I comment that I made on my blog a week ago has been completely blown out of proportion. I never intended to attach anyone or offend anyone or be mean. What I meant when I talked about the problem being made worse with the girls at church is that Rachael has expressed concerns that she is very emotional right now and worries that things she may say or do are going to be taken personally and not in the context that she is trying to deal with her grandmother dying. In the past, things have been taken personally when they weren't meant that way and feelings were hurt that shouldn't have been. She started feeling like she always said the wrong thing and she is worried about that again. I wanted to express my hope that there would be more understanding than there was in the past since some of them have recently experienced what Rachael is going through.

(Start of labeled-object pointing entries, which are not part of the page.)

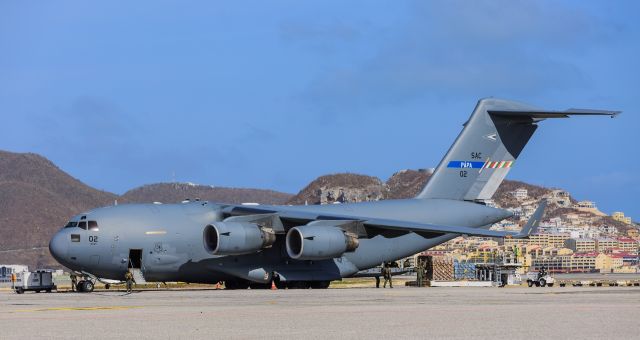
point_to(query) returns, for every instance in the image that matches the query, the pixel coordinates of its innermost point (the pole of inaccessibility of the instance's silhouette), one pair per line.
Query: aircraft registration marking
(480, 165)
(53, 309)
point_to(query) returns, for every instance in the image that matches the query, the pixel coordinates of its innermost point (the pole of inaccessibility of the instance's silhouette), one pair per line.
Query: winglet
(532, 224)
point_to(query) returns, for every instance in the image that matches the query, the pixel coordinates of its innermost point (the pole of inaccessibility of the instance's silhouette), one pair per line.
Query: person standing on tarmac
(74, 281)
(130, 281)
(420, 274)
(386, 271)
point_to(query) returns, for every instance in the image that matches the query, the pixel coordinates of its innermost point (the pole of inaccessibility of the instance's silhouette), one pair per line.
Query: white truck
(540, 279)
(40, 280)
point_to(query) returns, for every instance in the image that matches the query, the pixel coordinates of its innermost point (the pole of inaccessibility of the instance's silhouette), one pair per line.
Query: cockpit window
(93, 225)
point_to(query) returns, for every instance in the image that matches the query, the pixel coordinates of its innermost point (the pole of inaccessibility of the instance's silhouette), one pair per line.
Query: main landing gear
(244, 284)
(85, 286)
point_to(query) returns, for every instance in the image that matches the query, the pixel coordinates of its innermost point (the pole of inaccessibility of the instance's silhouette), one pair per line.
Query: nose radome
(58, 246)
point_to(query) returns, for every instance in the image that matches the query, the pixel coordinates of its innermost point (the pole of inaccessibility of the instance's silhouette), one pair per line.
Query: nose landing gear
(85, 286)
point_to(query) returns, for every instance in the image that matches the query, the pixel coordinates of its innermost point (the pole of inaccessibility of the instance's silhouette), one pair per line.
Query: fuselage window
(93, 225)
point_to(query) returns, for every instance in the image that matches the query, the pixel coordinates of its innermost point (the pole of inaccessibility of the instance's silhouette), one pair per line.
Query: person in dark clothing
(74, 282)
(130, 281)
(420, 274)
(386, 271)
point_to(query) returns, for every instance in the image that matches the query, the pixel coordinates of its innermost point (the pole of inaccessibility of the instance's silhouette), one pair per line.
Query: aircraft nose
(58, 246)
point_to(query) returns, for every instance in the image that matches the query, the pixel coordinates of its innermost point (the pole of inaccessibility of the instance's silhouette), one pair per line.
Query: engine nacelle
(317, 242)
(236, 238)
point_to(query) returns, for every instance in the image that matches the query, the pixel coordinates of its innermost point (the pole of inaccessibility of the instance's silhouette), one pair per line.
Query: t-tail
(488, 147)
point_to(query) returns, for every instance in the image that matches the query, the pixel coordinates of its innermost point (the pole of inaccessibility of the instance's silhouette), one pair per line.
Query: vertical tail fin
(487, 148)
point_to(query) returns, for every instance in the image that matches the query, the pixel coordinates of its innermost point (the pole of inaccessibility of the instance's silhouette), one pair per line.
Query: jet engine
(236, 238)
(317, 242)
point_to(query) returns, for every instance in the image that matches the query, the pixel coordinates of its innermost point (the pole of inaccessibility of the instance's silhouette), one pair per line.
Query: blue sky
(273, 94)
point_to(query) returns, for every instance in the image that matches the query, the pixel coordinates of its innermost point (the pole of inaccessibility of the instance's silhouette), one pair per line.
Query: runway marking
(76, 308)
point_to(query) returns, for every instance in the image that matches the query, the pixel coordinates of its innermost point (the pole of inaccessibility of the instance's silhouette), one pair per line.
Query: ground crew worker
(74, 282)
(420, 274)
(130, 281)
(386, 271)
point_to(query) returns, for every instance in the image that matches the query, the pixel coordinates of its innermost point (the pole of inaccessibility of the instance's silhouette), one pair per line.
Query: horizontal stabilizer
(543, 114)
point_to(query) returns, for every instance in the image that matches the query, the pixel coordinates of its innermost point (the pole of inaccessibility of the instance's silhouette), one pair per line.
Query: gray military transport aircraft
(309, 246)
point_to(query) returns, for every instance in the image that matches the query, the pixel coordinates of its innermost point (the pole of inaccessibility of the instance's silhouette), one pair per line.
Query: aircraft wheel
(229, 285)
(299, 285)
(280, 284)
(320, 284)
(87, 287)
(236, 284)
(255, 285)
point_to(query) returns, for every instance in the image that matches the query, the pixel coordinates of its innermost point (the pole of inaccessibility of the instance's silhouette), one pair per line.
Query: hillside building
(520, 194)
(627, 244)
(619, 216)
(581, 244)
(604, 244)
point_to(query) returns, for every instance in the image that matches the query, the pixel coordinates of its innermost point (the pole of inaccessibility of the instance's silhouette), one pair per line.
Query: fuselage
(168, 238)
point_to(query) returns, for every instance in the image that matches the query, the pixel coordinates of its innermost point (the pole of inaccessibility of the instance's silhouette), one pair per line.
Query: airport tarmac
(507, 313)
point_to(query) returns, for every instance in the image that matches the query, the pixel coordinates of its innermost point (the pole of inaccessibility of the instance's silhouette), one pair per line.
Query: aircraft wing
(304, 217)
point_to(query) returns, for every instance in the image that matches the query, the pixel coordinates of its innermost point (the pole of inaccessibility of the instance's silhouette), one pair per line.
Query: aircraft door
(135, 258)
(78, 243)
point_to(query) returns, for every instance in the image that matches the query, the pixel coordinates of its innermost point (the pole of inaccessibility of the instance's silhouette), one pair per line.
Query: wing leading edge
(394, 225)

That I am aware of, there has been very little problems expressed between the girls involved. Rachael and I just FEAR that things will be misunderstood and that is making the issue worse from our point of view. In talking with the YW president, she said things seem to be going good with the girls. I was thrilled to hear that. I really want the drama to be over. Rachael is really trying to be kind. She did not talk with the girls about their father's death because she remembered that she didn't want to talk about her grandpa's death right after if happened. She didn't give them a hug or try to "distract" them because she didn't want to appear to be a fake since they have been fighting. She thought the nicest thing she could do was to just leave them alone so they could deal with their grief without being reminded of the problems. She was torn for days though, wondering what was the best thing to do. They seem to be trying to include her. They keep asking if she will play basketball, but she can't because she has a dance class on Saturday morning when the games occur. She was asked to play at mutual on Wednesday, but she had to rehearse her song for New Beginnings. I am pleased to hear this.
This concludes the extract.